Un policía, Cristofouru, encarnado por Russell Crowe, se obsesiona con razón, con el caso de Komenko (Jon Foster), un menor de edad que asesinó a su madre, a su padrastro y a un par de chicas jóvenes, con las que después de muertas tuvo sexo. Un crio de cuidado, el epicentro del mal;  toda la carga emocional del antagonismo puesta en él. No se muestran los asesinatos, apenas imágenes evocativas, fragmentarias y dispersas. Un tipo, que a pesar de su cara de buenote, no debería andar suelto, y que sin embargo, cuando cumple 18 años sale libre. Antes de que salga de la cárcel Cristofouru lo visita y le dice: Te estaré vigilando, sé que lo volverás a hacer, eres un psicópata. Y Komenko, después de un largo silencio, en el que no lo mira como un asesino, le envía saludes a su mujer.

Y Lori (Sophie Traub), con cuya historia se subvierte el modelo criminal de la novela, se  descriminaliza la naturaleza del antagonismo.

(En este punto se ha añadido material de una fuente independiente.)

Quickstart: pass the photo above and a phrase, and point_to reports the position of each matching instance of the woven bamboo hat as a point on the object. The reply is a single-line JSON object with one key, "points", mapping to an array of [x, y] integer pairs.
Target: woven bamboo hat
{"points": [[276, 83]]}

Lori, la quinceañera, ha seguido el caso K en los medios, tiene un expediente de prensa, fotos, reportajes. Cuando se entera que ha salido del reformatorio, se da a la tarea de ir a buscarlo. Hace todo – literalmente todo – lo que puede, hasta dar con él, entonces se le impone,  lo obliga a que la lleve con él. K premedita un estrangulamiento en el baño de un campamento, agresión con martillo en el trailer abandonado y asfixia con almohada mientras ella duerme. Pero toda la cadena de intentos pende de un “truco dramático”, por el que la trama se refuerza en una dirección contraria a las sugerencias, a los acercamientos e insinuaciones. K termina no pudiéndola asesinar, no puede, por lo que sea. Y entonces los papeles viran, un violento y soterrado punto de giro trastoca el destino estereotipado de los personajes del relato criminal, y por tanto, su relación entre sí. El presunto victimario deja de serlo, y Lori, no se sabe si desde el comienzo, o en algún momento de la historia, descubre que al acercarse a K, lo único que quiere es morir. Para ella K, como para Cristofouru, no deja de ser K.  

Suben a un bote, ella agita su cuerpo para hacerlo zozobrar y luego se arroja de espaldas al lago. K espera, no se sabe si sabe o no nadar. Cuando se arroja es tarde, en el instante en que su naturaleza, como la del escorpión, se hunde en esa cosa liminal que también tiene que ver con la ternura. ¿La ternura del asesino? Entonces K lleva el cadáver al bote, lo abraza, llora, lo huele y abandona a Lori a la corriente.